Os meses passam, os anos passam, a vida passa e aqueles objetos permanecem guardados, como se o tempo não fizesse sentido. Na verdade, é dentro da gente que estas coisas estão. Acredite. Você já pensou milhares de vezes em rasgar aquelas fotos, em se desfazer dos enfeites, em doar as louças, em se livrar do excesso e não o fez. Indo mais fundo, você já pensou (e ainda pensa) em mudar de hábitos, de pensamentos, de sonhos, de casa, de cidade, de emprego, de amigo, de namorada, mas você não consegue, você vive a mesma vida sempre! Na verdade, é dentro de você que as coisas estão trancadas. As coisas velhas na gaveta apenas indicam isto; só isto.

Estava lendo um artigo que falava justamente sobre este assunto. É como se tivéssemos medo do nosso próprio destino, de viver a nossa própria vida, de ser a nossa própria contradição. Quando um sentimento é bom, o queremos pra sempre; quando é ruim, desejamos que se vá. Agindo assim, deixamos de perceber a finitude de todas as coisas – o resultado é o medo de rasgar uma foto antiga, é o aprisionamento ao passado, é viver sem estar vivo, é um presente insosso, é um destino que não se resolve, é a falta de amor por si mesmo.
O artigo, intitulado "Dois poemas à luz do pensamento de Nietzsche", explica isto: "a vida se depara com o irremediável, não há outra saída senão viver sem fuga, sem covardia, sem subterfúgios, o bem e o mal, a degradação, o medo, a morte, o belo e o nascimento, porque tudo é precioso. Enfim, é deste jeito que é: uma parte de mim sofre, outra pede amor, outra viaja, outra discute, uma última trabalha, sou todas as comunicações, como posso ser triste?” (p.95-96, com adaptações).

[MACEDO, Iracema.
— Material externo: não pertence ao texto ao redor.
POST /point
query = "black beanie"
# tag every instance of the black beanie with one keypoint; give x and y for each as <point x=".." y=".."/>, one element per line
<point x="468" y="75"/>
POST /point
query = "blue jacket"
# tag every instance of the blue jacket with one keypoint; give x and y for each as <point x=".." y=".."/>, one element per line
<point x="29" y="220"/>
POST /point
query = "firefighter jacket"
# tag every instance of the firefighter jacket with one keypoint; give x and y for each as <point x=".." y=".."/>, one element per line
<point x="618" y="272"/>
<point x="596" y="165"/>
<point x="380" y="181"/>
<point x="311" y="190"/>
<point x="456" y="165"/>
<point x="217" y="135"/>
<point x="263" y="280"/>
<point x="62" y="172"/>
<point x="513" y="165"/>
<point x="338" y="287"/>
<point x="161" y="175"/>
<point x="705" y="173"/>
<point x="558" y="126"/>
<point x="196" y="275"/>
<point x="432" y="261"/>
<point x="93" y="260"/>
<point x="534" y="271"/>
In: Dois poemas de Drummond à luz do pensamento de Nietzsche. IpotesLi, revista de literários, Juiz de Fora, v.7, n.1, p.93 a 98].

quarta-feira, 5 de junho de 2013

O Liquidificador Humano

Não me cumprimentou. Me conhecia, mas não me cumprimentou. Os olhos se enchem de raiva:
- Pau no cú!
Hoje eu entendo melhor o que Gabriel Gárcia Márquez quis dizer com aquela passagem, em Cem Anos de Solidão, “era jovem ainda, porém, já havia sido consumida pelo rancor”. (Foi no último quarto do livro, não me lembro da página).
O rancor pode anular uma pessoa, acreditem! Acontece assim: ele não me cumprimentou, talvez porque estivesse de mal consigo mesmo, talvez porque não gostasse de mim, sei lá; numa outra oportunidade eu não o cumprimentei, pra descontar a humilhação e manter o orgulho; num terceiro encontro, ninguém se olhou. Estas coisas crescem, acreditem! A pessoa começa a imaginar um modo de atingir a outra - “não vou sorrir”, “agirei com indiferença”, “vou mudar de caminho” – acreditem!
O mesmo serumano que pisou na Lua, o mesmo serumano que escreve, que lê, que pinta, é capaz de estuprar, de apertar o gatilho, de cultivar rancor. Acreditem!
Finjo que não é comigo. Mas lamento. Sei que o rancor faz mal, que é uma doença tão devastadora quanto o câncer ou a aids, por isso, me desvencilho dele, o máximo que posso. Estava certo o poeta: “Que pode uma criatura senão,/ entre criaturas, amar?” (p.262).

[ANDRADE, Carlos Drummond de. Nova Reunião. In: Amar. Rio de Janeiro: José Olympio; Brasília; INL; 1983].